Im Jahr 2002 nahm Scotland Yard am Londoner Flughafen Heathrow einen Mann fest, der zehn Jahre lang zahlreiche Menschen in ein Lügennetz verstrickt hatte.

Es ist eine Geschichte von Macht und Missbrauch, von Verführbarkeit und der verzweifelten Suche nach einem Sinn in diesem Leben. Robert Hendy-Freegard, Autoverkäufer aus England, brachte mindestens acht bis dato unbescholtene Bürger um Jahre ihres Lebens sowie um insgesamt mehr als 700 000 Euro - indem er ihnen eine unglaubliche Legende auftischte und sie durch Drohungen und Verführung in eine emotionale Leibeigenschaft manipulierte: Er behauptete, er ermittle im Auftrag des MI5 gegen die IRA, und brachte seine Opfer durch verblüffend geschickte Gehirnwäsche dazu, ihm - nicht ohne eine angemessene finanzielle Rückendeckung - "in den Untergrund" zu folgen. Er hielt sie in angeblich "konspirativen Wohnungen" gefangen, vergab nutzlose "Aufträge", eine der Frauen gebar ihm in dieser Zeit sogar zwei Kinder.

Dieser unglaubliche Fall des Robert Hendy-Freegard hat nun die Hamburger Schriftstellerin Tina Uebel zu ihrem dritten und besten Roman inspiriert: "Die Wahrheit über Frankie" erscheint heute bei C.H. Beck und erzählt die Geschichte dreier (fiktiver) Hamburger Studenten, die über einen Zeitraum von zehn Jahren dem charismatischen Betrüger Frankie bis zur Selbstaufgabe verfallen.

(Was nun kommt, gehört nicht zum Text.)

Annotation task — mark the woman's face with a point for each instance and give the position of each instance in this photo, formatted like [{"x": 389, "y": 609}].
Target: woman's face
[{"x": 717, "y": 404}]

BWL-Student Christoph, der den etwas älteren Frankie in seiner Ottenser Stammkneipe kennenlernt, seine hübsche Freundin Judith und deren eigenwillige Mitbewohnerin Emma verbringen einen zunächst harmlosen gemeinsamen Sommer, sie gehen baden, trinken Bier, tauschen sich über Belanglosigkeiten aus. Und sie beginnen, um die Zuneigung von Frankie zu buhlen, der ihnen eines Tages seine eigentliche Beschäftigung anvertraut: Spionage. Nicht unglaubwürdig, nachdem kurz zuvor bekannt geworden war, dass im nahen Harburg Terroristen des 11. September über Jahre eine unentdeckte Schläfer-Existenz gelebt hatten.

Zu Beginn des Romans sind die Jahre der Abhängigkeit bereits verstrichen, in Protokollen lässt Tina Uebel ihre Figuren abwechselnd die qualvolle Vergangenheit rekapitulieren, in der sie unter menschenunwürdigen Bedingungen in wechselnden Identitäten gehaust hatten. Sie werden von Frankie, einer zunehmend unheilvolleren Führerfigur, zu geheimen Treffpunkten geschickt und betteln um Verantwortung als Loyalitätsbeweis.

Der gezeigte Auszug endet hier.